- Fox News owner Rupert Murdoch calls Brexit "wonderful"
- Richard Branson warns of UK recession after Virgin Group loses third of value
- British pro-Brexit billionaire has "no regrets" after stock wipeout
A British billionaire who donated generously to the cause of Britain leaving the EU has seen at least one-fifth of his net worth wiped after the stock rout that followed the Brexit vote.
According to Billionaire.com, Peter Hargreaves lost US$690 million in the first day of trading following the Brexit vote. That makes him “the biggest loser in terms of proportion,” the website reports.
Peter Hargreaves, the co-founder of stockbroker Hargreaves Lansdown, poses at his home near Bristol, Britain on May 19, 2016. (Photo: Reuters/Andrew MacAskill)
Still, Hargreaves — co-founder of financial services firm Hargreaves Lansdown — says he has “no regrets” about his support of Brexit.
“I didn’t do this for personal gain. I thought it would first and foremost be good for Britain,” he said, as quoted at the Daily Mail.
Zara founder Amancio Ortega lost US$6 billion in a single day following the Brexit vote. (Photo: Getty Images)
In absolute terms, the biggest loser was Amancio Ortega, founder of the fashion chain Zara, who lost an estimated US$6 billion in one day, Billionaire.com estimates.
In all, the world’s 400 richest people lost a combined total of US$196.2 billion in the first two days of trading after Brexit, according to data from the Bloomberg Billionaires Index.
The 92 European billionaires on the list were hit hardest, losing US$81.7 billion over two business days.
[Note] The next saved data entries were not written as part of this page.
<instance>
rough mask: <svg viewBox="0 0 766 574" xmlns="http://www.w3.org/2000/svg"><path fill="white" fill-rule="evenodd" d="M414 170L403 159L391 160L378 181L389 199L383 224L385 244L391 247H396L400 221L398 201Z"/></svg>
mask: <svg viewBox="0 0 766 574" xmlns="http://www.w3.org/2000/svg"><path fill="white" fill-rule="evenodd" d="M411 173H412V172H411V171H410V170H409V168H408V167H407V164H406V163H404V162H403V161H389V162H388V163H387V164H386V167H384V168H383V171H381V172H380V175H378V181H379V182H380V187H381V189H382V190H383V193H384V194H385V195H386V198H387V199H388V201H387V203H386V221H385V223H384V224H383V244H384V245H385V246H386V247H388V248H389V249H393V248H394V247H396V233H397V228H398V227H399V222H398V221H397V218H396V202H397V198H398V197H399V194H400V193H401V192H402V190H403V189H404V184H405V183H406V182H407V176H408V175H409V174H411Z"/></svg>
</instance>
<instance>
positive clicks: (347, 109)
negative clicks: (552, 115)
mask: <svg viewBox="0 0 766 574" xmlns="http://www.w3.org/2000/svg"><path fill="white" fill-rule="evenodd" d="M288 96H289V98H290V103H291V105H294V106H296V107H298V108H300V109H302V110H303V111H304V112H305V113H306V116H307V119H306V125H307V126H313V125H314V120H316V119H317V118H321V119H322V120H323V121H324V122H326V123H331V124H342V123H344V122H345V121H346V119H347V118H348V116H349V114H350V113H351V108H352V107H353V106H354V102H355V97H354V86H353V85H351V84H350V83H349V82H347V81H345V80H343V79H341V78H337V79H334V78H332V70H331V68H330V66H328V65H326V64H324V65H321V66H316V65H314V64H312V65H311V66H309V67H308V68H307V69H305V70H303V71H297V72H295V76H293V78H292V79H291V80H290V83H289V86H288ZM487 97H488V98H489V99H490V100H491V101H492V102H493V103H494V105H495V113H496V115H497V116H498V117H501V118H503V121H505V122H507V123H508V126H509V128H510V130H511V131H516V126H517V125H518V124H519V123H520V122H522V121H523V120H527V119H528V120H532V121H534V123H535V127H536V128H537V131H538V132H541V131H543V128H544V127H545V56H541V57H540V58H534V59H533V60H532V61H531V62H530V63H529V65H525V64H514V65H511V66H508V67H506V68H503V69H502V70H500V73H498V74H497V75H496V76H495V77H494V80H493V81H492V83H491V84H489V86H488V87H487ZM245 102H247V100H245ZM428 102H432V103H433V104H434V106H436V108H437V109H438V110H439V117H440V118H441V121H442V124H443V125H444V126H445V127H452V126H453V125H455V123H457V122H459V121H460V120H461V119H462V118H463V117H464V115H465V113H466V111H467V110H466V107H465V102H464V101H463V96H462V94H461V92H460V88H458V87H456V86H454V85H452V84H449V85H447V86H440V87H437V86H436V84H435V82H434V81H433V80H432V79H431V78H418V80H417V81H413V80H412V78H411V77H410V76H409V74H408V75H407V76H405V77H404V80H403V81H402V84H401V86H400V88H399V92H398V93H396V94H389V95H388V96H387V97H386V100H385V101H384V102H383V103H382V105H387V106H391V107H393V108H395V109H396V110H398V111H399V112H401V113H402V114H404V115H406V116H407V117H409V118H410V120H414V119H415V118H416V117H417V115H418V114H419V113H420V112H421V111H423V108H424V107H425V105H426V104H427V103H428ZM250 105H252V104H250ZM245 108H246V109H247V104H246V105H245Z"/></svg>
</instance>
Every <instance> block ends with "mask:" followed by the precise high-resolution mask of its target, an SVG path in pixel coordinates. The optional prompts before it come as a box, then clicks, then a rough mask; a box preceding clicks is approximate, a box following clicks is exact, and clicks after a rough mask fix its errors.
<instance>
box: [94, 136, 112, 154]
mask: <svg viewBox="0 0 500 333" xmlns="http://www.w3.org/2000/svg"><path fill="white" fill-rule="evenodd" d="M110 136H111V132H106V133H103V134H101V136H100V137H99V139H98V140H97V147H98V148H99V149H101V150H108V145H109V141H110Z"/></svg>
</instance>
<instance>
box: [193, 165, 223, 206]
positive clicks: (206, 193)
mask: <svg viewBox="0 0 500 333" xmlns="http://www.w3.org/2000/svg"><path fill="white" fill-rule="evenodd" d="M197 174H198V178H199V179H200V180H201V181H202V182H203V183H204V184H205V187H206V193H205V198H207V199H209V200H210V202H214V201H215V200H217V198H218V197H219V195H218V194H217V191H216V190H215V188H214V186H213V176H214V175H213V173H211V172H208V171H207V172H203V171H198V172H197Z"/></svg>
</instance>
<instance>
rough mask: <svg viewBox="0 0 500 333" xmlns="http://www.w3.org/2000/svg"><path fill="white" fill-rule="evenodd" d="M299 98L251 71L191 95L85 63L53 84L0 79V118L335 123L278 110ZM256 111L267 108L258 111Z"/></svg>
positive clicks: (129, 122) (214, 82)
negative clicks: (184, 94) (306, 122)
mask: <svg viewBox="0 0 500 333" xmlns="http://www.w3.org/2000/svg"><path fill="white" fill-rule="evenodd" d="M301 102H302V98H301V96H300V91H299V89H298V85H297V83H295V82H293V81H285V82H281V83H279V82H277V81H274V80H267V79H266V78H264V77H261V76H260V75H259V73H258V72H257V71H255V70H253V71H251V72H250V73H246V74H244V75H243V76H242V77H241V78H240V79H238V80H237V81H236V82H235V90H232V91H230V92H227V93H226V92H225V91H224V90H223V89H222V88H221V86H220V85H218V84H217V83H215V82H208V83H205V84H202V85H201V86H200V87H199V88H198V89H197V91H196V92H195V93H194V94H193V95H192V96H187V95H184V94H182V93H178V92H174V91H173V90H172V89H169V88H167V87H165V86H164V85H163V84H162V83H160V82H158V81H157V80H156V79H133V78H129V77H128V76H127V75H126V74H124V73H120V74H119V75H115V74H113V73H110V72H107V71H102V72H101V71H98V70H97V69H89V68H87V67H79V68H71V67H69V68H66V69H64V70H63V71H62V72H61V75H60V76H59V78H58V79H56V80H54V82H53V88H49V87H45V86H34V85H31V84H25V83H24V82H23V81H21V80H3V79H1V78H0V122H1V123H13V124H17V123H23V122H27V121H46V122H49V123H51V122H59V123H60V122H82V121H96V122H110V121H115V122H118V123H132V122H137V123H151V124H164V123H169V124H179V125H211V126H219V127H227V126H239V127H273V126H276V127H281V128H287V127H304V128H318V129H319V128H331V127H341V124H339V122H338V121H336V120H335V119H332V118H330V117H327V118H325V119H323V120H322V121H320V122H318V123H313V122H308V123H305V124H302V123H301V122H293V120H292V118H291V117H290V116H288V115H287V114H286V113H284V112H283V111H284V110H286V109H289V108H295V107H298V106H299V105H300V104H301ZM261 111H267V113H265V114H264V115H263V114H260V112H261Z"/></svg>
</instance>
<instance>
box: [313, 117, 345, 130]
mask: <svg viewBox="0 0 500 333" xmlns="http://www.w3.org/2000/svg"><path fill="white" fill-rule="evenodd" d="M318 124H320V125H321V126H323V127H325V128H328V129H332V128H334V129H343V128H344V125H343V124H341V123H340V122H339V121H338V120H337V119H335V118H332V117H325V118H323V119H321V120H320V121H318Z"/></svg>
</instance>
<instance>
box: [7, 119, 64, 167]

U.S. and Canadian billionaires lost a combined $62.5 billion.
Richard Branson, founder of the Virgin Group, says his company has lost a third of its value since Brexit. (Photo: Getty Images)
Branson’s empire loses third of its value
Famed billionaire entrepreneur Richard Branson also took a hard financial hit after the referendum vote. He told media Tuesday his company has since lost a third of its value.
"This country is going to go into recession. Two of the worst days ever — banks have been pounded means they are not going to lend money, we're going to go into recession," he told the TV show "Good Morning Britain" as quoted by Reuters.
"We are heading towards a disaster. I don't believe the public realized what a mess their vote would cost."
Branson told The Guardian he already knows of foreign investors who are planning to pull back on investing in Britain. He called on the U.K. to hold another referendum on Brexit.
Rupert Murdoch, chairman and chief executive officer of News Corp., at the annual Milken Institute Global Conference in Beverly Hills, California, U.S., on Monday, April 29, 2013. Murdoch reportedly called the Brexit vote "wonderful" in a public appearance in London Tuesday. (Photo: Bloomberg via Getty Images)
Rupert Murdoch cheers Brexit
Media mogul Rupert Murdoch echoed the sentiments of many other conservatives when he called Brexit “wonderful” in his first public remarks on the vote, in London on Tuesday.
The Australian-born American citizen compared the Brexit result to a prison break that freed the British people, CNN reports.
Murdoch also reportedly blamed the chaos in financial markets on U.K. Prime Minister David Cameron and the “remain” campaign’s “scorched earth policy.”
Murdoch’s News Corp. owns Fox News and The Wall Street Journal, among other networks and publishers, in the U.S. In Britain, the media company owns The Sun and The Times.
The Sun sided with the “leave” campaign, but The Times sided with “remain” in the recent vote.